Investing banking firm Citigroup announced that it has stopped accepting Adani Group securities as collateral for giving out margin loans, as per a Bloomberg report. This development comes a day after Credit Suisse’s lending arm assigned zero lending value to bonds issued by Adani companies, signalling a trend in global lending firms maintaining their distance from Adani Group securities.
This adds to the woes of the Gautam Adani-backed conglomerate that is currently under a selling spree on the Indian bourses for six consecutive trading sessions. The downfall of the ports-to-power group started after American short-seller Hindenburg came out with multiple allegations against Adani Group on 24 January.

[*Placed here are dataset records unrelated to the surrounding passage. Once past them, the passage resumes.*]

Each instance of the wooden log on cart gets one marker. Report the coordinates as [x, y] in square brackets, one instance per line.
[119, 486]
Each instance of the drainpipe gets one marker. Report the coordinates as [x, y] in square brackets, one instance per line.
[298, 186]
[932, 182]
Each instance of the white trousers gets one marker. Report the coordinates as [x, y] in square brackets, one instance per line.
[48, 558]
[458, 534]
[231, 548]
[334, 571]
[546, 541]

The allegations, which include fraud, market manipulation and dubious offshore activities, have rocked the conglomerate’s listed companies, with all of them falling for over a week. The report was dismissed by Adani Group as a compilation of misinformation and an attempt to sabotage the FPO plans of its flagship firm.

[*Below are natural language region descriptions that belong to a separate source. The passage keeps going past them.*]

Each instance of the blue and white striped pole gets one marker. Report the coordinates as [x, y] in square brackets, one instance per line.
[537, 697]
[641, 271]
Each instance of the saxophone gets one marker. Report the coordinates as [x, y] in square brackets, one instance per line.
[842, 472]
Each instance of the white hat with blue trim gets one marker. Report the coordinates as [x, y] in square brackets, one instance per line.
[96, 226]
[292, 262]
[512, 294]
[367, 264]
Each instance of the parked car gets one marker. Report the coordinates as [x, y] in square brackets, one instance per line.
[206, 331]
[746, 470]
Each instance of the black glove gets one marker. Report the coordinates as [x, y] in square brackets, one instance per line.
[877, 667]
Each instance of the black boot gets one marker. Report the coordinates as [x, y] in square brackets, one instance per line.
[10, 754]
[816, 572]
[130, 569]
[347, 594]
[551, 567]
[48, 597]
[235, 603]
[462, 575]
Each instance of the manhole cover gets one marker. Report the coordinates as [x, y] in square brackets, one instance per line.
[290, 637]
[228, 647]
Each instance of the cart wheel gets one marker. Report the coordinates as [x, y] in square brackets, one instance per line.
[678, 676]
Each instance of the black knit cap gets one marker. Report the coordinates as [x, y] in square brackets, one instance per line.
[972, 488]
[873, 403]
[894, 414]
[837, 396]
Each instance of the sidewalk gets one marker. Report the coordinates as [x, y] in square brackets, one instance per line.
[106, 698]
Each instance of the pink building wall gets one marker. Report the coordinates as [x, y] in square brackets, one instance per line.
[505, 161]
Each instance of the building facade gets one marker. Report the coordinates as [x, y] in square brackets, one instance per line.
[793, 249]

The Adani Enterprises FPO was called off on Wednesday despite securing full subscription earlier in the week. Although the share sale did not attract much retail participation, non-institutional investors helped the FPO sail through. Now, with a called off FPO and global lending firms expressing their lack of trust in Adani securities, it remains to be seen how the erstwhile world's third person and his group plan to overcome the Hindenburg effect.